The company said it has decided to make a partial payment of the bail approved by the Kyiv Court of Appeal on April 29 for Viktor Lotous, the General Director and Chair of the FPM Management Board, in connection with royalty related investigation.

Meanwhile, software developer TeamViewer has slumped after reporting first quarter revenue and earnings below estimates.

Health technology company Siemens Healthineers has also tumbled almost after its fiscal second quarter revenue missed expectations.

Valneva shares have also dropped in Paris. The biotech company recorded a turnaround to net income for the first quarter, supported by a net gain of 90.8 million euros from the sale of the priority review voucher.

U.S. Economic Reports

Minneapolis Federal Reserve President Neel Kashkari is due to participate in a moderated conversation on the economic overview before the Milken Institute 2024 Global Conference at 11:30 am ET.

At 1 pm ET, the Treasury Department is scheduled to announce the results of this month’s auction of $58 billion worth of three-year notes.

The Federal Reserve is due to release its report on consumer credit in the month of March at 3 pm ET. Consumer credit is expected to increase by $15.0 billion in March after climbing by $14.1 billion in February.

Stocks In Focus

Shares of Hims & Hers Health (HIMS) are moving sharply higher in pre-market trading after the telehealth company reported better than expected first quarter results and provided upbeat second quarter revenue guidance.

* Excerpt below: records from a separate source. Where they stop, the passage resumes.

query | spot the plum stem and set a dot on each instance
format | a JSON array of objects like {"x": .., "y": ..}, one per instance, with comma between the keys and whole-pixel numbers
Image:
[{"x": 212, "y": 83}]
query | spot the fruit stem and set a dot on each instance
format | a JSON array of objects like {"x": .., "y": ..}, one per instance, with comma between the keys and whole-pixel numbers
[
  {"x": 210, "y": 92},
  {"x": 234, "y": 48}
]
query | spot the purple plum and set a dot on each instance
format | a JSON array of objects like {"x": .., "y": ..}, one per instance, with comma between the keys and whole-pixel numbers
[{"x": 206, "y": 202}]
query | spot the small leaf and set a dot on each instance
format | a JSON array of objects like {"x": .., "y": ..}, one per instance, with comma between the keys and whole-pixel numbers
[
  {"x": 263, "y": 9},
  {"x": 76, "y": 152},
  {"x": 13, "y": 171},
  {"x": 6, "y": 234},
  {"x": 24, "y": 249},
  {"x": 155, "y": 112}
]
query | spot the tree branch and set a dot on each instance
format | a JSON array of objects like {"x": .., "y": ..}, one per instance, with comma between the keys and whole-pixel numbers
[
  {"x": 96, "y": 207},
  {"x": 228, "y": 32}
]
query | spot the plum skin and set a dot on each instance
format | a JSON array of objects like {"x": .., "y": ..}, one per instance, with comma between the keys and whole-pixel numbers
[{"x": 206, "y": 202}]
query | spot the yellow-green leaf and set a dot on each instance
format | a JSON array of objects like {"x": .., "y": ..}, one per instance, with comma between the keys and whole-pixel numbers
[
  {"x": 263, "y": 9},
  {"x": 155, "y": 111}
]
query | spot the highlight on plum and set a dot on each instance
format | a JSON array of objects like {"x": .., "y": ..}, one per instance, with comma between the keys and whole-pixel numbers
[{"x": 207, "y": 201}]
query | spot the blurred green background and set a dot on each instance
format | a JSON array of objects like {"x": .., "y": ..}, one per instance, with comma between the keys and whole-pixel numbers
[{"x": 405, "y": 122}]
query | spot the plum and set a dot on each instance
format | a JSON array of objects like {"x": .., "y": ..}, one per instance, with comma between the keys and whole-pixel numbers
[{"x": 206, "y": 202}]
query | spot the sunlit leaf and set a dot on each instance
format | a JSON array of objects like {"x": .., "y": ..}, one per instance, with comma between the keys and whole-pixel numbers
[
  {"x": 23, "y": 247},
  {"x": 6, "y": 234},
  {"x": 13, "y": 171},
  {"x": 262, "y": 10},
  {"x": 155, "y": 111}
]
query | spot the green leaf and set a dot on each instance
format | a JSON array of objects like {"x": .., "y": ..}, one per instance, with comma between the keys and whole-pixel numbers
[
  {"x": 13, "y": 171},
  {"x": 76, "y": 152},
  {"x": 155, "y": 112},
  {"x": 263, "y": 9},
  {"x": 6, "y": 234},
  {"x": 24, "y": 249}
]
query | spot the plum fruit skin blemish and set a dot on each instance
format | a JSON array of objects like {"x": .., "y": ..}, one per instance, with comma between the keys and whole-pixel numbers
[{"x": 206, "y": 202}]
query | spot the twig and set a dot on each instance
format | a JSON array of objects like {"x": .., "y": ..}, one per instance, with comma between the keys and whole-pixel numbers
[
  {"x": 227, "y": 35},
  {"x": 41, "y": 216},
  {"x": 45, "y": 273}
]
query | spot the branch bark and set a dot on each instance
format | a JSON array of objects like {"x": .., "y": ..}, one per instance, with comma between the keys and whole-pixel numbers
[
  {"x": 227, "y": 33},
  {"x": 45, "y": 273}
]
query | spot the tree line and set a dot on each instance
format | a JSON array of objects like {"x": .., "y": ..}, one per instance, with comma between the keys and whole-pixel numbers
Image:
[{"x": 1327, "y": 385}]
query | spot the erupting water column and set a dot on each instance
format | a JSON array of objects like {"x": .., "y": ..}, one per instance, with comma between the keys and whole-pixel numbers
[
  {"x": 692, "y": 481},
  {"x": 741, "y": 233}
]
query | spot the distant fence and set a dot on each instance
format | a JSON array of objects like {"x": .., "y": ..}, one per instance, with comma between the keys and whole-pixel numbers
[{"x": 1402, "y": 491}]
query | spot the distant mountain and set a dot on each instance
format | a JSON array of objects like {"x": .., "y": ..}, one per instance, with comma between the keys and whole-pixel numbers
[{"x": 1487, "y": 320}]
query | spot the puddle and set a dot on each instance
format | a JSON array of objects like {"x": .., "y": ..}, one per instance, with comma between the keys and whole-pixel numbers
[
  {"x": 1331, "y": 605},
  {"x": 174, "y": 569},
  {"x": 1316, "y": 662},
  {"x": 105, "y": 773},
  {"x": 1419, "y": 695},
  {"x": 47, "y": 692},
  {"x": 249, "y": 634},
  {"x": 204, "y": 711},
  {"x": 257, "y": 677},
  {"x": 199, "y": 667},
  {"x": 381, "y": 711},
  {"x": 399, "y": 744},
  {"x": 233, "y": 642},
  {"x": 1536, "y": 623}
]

Apparel retailer Gap (GPS) is also likely to see initial strength after Citi upgraded its rating on the company’s stock to Buy from Neutral.

On the other hand, shares of Palantir Technologies (PLTR) may come under pressure after the data analytics company provided disappointing full-year revenue guidance.

Electric vehicle maker Lucid Group (LCID) is also seeing significant pre-market weakness after reporting a first quarter loss and reaffirming its disappointing 2024 production forecast.